1. THE WARRIORS
We begin with the reigning champions, the favorites to capture back-to-back titles. Golden State set the NBA record with a 73-9 regular season, and the Warriors' reward to open the playoffs is a rematch of last season's Western Conference finals against the Houston Rockets. It's a matchup of the game's two best scorers this season — Stephen Curry and James Harden. The Warriors are 12-1 in their last 13 against the Rockets and Curry has sizzled in those games, shooting 54 percent from the field and 50 percent from 3-point range.
2. THE SPURS
This was the first season in NBA history where two teams won at least 80 percent of their games. Meet the other one. San Antonio went 67-15 — tying for the seventh-best record in the history of the league — and finished six games behind the Warriors in the Western Conference. If there's a franchise that would enjoy having such a year somehow stay off the radar, it's the Spurs. San Antonio coach Gregg Popovich managed his players' minutes to perfection again, with no one averaging more than 33 per night. Anything less than a Warriors-Spurs Western Conference finals would seem disappointing.
3. TIM DUNCAN
He merits his own mention for this reason: Duncan has a chance to play in more postseason victories than anyone in the history of the NBA. He's been in 151 so far in his legendary career with the Spurs. Only Derek Fisher (161), Robert Horry (155) and Kareem Abdul-Jabbar (154) have played in more wins at this time of year.
4. LEBRON JAMES
In 10 previous trips to the playoffs, James has reached at least the second round all 10 times. His teams (Cleveland, then Miami, then Cleveland again) are a staggering 40-7 in first-round games, and James is on a personal 13-game winning streak in those opening matchups. James just finds ways to lift his game in the playoffs, playing huge minutes. And consider this one: Among players in this postseason, no one has more assists in their playoff career than James.
This is a logical pick to be the most intriguing first-round series, for plenty of reasons. For starters, both teams finished with 48-34 records and come from the same division, though Miami's 48-34 worked out to a No. 3 seed and Charlotte's 48-34 got the Hornets the No. 6 seed. But since the All-Star break, these have been two of the five hottest teams in the NBA. Charlotte was 21-8 since the break, third-best in the league behind Golden State (25-5) and San Antonio (22-7). The Heat are 19-10 in that span, behind only the Warriors, Spurs, Hornets and Toronto (21-9).
6. THE DURANT WATCH
This season has been one long countdown to Kevin Durant Watch 2016, otherwise known as what the Oklahoma City star will do this summer when free agency arrives.
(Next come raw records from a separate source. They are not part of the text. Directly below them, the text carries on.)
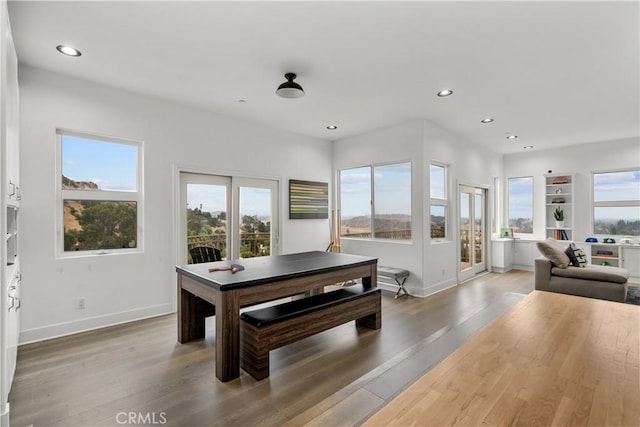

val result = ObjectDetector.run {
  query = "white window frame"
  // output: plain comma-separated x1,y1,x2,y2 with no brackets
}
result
590,167,640,237
55,128,144,258
427,161,451,243
337,160,414,243
507,175,536,236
Durant has gotten the questions plenty of times this season, and when — or if, more accurately — the Thunder fall behind in a postseason series it's a safe bet speculation will ramp up quickly about how what's going on in these playoffs will influence the decision he makes in July. This will be especially true if the Thunder, the No. 3 seed out West, get into early trouble.
7. RAPTORS' DROUGHT
This has been the best regular season in Toronto history, a 56-26 mark that got the Raptors the No. 2 seed in the East. But this season's real goal for the Raptors has been finally getting some playoff success. Toronto was swept out of the first round last year, has lost its last five opening-round series and has reached the East semifinals once — in 2001. It's not exactly an easy draw for Toronto, which gets Indiana in the first round. The Pacers have won their last three opening-round series.
8. CLOSE GAMES
Makes sense, given that the best teams tend to make for better matchups. Last year, 59 percent of the playoff games were decided by no more than 10 points. Having said that, there were only two Game 7's last year, and the Los Angeles Clippers were in both — they beat San Antonio in the first round, and lost to Houston in the second round.
9. ROOKIE STRUGGLES
It's hard enough for rookies to get through the rigors of an 82-game regular season as it is, which might explain why it hasn't exactly been common of late for a first-year guy to put up big postseason numbers. Only two players in the last five postseasons — Harrison Barnes and Kawhi Leonard — have capped their rookie years with 100 points or more in the playoffs. And no rookie has come up with 200 points in a postseason since Miami's Dwyane Wade had 234 back in 2004.
10. AWARDS TIME
Here's a tip: When the NBA schedules a "major announcement" with one of its teams over the next few weeks, odds are someone from that team is about to pick up a big award. Stephen Curry is expected to be the MVP for the second straight year, perhaps unanimously. Minnesota's Karl-Anthony Towns also seems like a lock for rookie of the year honors. But a number of the races — coach of the year in particular — figure to be wide open. Awards are revealed periodically throughout the postseason.